The organization's name was the result of a day-long passionate debate. The words "pagan" and "heathen" were rejected because of their perceived cultural associations with immorality, violence and backwardness. The word "polytheistic" was also rejected as an oversimplification. "Indigenous" was seen as satisfactory on a linguistic level, but was voted down with regard to its established use by groups distinguished from European colonizers. Other suggestions were terms along the lines of "old religion" and "ancestral religion". "Ethnic", the Greek equivalent to the Latin paganus in early Christian sources, was eventually agreed on. The word's history and the connection to ethnology were things that appealed to the majority of the participants.

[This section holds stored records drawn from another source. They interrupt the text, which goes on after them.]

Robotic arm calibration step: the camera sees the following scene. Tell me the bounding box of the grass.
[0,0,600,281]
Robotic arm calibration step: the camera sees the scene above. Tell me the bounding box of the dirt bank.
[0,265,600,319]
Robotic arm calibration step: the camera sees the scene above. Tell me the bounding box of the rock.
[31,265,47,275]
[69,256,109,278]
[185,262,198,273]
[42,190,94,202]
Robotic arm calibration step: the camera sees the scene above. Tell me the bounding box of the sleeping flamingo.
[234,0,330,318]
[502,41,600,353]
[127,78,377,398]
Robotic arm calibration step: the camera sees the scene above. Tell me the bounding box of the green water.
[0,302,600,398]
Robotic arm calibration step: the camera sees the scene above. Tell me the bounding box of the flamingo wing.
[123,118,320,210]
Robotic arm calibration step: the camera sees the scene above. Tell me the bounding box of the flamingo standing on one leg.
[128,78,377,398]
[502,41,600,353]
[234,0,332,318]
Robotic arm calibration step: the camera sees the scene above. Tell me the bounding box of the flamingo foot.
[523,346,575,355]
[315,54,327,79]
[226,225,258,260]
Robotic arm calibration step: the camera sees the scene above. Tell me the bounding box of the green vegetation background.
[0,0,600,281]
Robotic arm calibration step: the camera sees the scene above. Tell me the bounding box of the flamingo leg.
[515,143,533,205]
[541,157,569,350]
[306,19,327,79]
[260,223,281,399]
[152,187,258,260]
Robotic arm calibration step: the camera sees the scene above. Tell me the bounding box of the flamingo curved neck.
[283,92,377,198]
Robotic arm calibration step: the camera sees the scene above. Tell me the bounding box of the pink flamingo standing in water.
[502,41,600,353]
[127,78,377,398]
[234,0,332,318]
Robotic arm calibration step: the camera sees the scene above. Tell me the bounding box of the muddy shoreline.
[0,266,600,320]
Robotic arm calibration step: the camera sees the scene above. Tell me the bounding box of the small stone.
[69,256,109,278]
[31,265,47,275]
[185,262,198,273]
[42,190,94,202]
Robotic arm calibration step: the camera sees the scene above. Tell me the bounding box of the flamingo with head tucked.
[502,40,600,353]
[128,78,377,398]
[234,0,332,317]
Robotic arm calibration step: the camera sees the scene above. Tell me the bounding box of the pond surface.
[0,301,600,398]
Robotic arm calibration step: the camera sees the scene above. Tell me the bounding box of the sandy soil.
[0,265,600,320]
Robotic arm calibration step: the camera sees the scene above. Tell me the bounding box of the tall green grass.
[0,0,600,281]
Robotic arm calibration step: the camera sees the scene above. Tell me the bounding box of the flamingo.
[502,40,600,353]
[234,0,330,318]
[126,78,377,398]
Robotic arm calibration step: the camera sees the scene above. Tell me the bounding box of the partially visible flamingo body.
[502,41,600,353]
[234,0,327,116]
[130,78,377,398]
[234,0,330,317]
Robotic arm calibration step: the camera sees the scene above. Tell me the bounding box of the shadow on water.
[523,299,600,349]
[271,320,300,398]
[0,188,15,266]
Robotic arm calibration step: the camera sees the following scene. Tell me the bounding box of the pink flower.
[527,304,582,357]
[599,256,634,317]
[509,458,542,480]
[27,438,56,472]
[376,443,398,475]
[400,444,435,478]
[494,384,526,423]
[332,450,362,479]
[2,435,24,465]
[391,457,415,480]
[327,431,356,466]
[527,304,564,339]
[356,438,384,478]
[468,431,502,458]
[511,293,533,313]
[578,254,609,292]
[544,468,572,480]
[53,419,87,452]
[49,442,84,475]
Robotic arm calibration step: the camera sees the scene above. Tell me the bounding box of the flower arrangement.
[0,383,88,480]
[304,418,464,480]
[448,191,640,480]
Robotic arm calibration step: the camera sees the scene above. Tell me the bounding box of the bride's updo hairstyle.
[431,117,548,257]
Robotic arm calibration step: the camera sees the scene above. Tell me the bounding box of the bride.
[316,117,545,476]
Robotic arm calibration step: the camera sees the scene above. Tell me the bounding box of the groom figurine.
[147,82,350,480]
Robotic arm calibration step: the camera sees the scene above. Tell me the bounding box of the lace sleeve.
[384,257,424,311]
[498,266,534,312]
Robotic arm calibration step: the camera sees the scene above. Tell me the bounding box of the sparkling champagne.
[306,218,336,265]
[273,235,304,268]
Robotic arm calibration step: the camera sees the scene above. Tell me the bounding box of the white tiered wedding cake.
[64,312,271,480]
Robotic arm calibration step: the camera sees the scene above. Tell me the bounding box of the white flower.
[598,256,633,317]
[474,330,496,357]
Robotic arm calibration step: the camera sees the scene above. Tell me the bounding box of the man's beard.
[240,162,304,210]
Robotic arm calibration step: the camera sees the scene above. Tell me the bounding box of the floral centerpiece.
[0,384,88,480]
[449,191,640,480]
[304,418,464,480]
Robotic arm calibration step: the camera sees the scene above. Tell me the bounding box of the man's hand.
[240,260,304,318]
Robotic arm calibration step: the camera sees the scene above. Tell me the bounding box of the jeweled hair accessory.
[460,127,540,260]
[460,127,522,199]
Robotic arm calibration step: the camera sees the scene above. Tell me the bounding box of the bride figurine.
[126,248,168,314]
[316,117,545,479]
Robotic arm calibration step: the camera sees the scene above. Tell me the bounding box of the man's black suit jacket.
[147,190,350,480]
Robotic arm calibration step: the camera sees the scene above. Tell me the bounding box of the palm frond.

To avoid misunderstandings, the founding declaration of the organization makes clear that ethnic here does not refer to ethnic politics. The founding member Denis Dornoy also clarified this in the organization's newsletter The Oaks in 1999:

The congress was held under the name "World Congress of Ethnic Religions" from 1999 to 2010. The 2006 and 2009 conferences were held in India, in the spirit of  collaboration between Western Neopaganism and Hinduism. The intention of a worldwide scope was "more of a dream than reality", as the congress mostly consisted of representatives of neopagan movements in Europe. To reflect this, the organization was renamed "European Congress of Ethnic Religions" in 2010. The congress was an annual event until 2010, and has since then been held once every two years.

Members and leadership
ECER's website defines the scope of the organization: "By Ethnic Religion, we mean religion, spirituality, and cosmology that is firmly grounded in a particular people's traditions. In our view, this does not include modern occult or ariosophic theories/ideologies, nor syncretic neo-religions."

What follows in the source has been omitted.